Gregor Gysi (Die Linke) warnte indes davor, die Erinnerung an deutsche Verbrechen für eine Kritik an der Annexion der Krim durch Russland und die russische Rolle im Ukraine-Konflikt zu instrumentalisieren. Das Erinnern an das unermessliche Leid des von den Nationalsozialisten als "Unternehmen Barbarossa" bezeichneten Vernichtungskrieges gegen Juden und "slawische Untermenschen" eigne sich "nun wahrlich nicht für eine Instrumentalisierung in Abhängigkeit von der Qualität der deutsch-russischen Beziehungen". Gysi warnte vor dem "Gebaren" der Nato mit Manövern und Verlegungen von Soldaten nahe der russischen Grenze. "Meinen Sie, es ist die richtige Symbolik, 75 Jahre nach dem Überfall Hitler-Deutschlands auf die Sowjetunion deutsche Soldaten an die russische Grenze zu entsenden?"

Jürgen Hardt (CDU) erinnerte an die "vielleicht tiefste und dunkelste Stunde der deutschen Geschichte". Jedes zweite Opfer des Zweiten Weltkrieges sei ein Bürger der Sowjetunion gewesen. "Wir können uns 75 Jahre danach vor den Opfern nur verneigen." Es sei "dem Volke der Sowjetunion" zu verdanken, dass es diesen Angriff zurückgeworfen und damit wesentlich dazu beitragen habe, Deutschland 1945 von der Nazidiktatur zu befreien.
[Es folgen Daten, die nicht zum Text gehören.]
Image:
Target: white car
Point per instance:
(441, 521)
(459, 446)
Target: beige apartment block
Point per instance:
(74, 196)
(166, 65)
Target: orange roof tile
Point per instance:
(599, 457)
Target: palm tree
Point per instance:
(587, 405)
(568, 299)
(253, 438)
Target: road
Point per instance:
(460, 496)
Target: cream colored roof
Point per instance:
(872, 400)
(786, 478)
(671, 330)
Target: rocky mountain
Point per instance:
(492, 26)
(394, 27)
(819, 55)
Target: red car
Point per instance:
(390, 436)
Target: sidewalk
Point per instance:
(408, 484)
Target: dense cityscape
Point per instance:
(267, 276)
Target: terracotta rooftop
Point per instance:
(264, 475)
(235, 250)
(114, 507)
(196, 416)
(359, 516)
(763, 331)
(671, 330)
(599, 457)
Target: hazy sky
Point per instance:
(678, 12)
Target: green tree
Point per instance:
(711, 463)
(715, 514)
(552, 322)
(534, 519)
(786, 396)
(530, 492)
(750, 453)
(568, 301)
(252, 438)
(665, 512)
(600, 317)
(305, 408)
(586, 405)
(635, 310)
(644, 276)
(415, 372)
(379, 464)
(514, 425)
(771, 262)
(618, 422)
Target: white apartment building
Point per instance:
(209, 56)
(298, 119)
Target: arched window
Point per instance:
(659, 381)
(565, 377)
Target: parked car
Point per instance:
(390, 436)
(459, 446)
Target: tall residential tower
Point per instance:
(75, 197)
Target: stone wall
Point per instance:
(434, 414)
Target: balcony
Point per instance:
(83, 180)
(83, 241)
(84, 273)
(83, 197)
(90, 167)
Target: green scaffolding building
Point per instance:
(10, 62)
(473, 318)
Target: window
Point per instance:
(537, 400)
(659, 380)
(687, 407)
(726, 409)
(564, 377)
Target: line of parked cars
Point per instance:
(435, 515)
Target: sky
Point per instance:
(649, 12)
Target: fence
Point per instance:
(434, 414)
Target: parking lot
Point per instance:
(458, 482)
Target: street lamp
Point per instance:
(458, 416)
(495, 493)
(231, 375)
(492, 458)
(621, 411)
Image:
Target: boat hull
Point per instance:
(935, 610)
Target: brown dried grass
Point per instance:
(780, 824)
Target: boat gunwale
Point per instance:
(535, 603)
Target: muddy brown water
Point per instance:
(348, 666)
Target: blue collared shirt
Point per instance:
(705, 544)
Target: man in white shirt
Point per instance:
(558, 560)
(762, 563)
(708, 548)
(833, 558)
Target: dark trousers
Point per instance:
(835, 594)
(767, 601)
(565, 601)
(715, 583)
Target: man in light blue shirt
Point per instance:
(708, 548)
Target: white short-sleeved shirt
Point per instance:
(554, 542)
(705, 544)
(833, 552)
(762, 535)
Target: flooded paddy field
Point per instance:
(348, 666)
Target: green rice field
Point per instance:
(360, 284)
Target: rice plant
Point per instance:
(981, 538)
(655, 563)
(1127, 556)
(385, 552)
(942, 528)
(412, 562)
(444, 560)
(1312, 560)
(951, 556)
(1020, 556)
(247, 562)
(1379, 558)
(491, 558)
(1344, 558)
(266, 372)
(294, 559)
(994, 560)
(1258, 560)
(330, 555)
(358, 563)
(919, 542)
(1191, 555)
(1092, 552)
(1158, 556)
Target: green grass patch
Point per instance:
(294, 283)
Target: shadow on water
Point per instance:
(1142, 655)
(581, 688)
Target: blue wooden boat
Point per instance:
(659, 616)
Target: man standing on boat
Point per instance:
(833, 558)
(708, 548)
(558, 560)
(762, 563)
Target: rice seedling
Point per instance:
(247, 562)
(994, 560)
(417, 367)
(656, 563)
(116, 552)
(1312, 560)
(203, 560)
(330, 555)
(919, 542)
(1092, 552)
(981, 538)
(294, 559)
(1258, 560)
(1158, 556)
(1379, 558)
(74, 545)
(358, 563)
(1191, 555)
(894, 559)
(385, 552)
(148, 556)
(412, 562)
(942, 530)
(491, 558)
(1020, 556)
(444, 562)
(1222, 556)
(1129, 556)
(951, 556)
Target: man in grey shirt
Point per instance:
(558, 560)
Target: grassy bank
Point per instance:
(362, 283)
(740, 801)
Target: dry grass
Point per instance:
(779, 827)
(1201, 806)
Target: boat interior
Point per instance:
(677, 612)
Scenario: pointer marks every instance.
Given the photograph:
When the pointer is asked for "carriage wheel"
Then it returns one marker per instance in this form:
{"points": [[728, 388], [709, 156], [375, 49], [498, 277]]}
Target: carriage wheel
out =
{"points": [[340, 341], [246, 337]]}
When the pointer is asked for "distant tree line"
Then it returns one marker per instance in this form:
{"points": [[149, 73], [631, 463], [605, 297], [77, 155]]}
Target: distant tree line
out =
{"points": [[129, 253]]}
Für die Gegenwart erinnerte Hardt daran, dass gewaltsame Grenzverletzungen kein Mittel der Politik seien. "Leider hat Russland - konkret im Fall Ukraine, Krimbesetzung und Einmischung in der Ostukraine - gegen diesen Grundsatz verstoßen." Von einem "Säbelrasseln" der Nato als Antwort auf diesen Konflikt könne indes keine Rede sein, sondern von einer Rückversicherung der Bündnispartner, betonte Hardt. Die Hand des Verteidigungsbündnisses bleibe ausgetreckt mit dem Angebot, die Zusammenarbeit im Nato-Russland-Rat wieder aufzunehmen.

Marieluise Beck (Grüne) erinnerte daran, dass dem "erklärten Vernichtungsfeldzug" 1939 ein deutsch-sowjetischer Nichtangriffspakt vorausgegangenen war, dessen geheimes Zusatzprotokoll die Aufteilung Ost- und Mitteleuropas zwischen Berlin und Moskau vorwegnahm. Dieser Aspekt begründe auch heute noch die Empfindlichkeit osteuropäischer Staaten. Beck erinnerte zudem insbesondere an das Leid der rund fünf Millionen sowjetischen Kriegsgefangenen, denen - als "Untermenschen" entwürdigt - der Schutzstatus nach der Genfer Konvention versagt worden sei. Mehr als die Hälfte sei unter den KZ-ähnlichen Bedingungen in sogenannten "Russenlagern" in Gefangenschaft gestorben. "Es ist an der Zeit, dass das schwere Unrecht, das an diesen Kriegsgefangenen begangen wurde, von unserem Parlament als nationalsozialistisches Unrecht anerkannt wird", sagte Beck.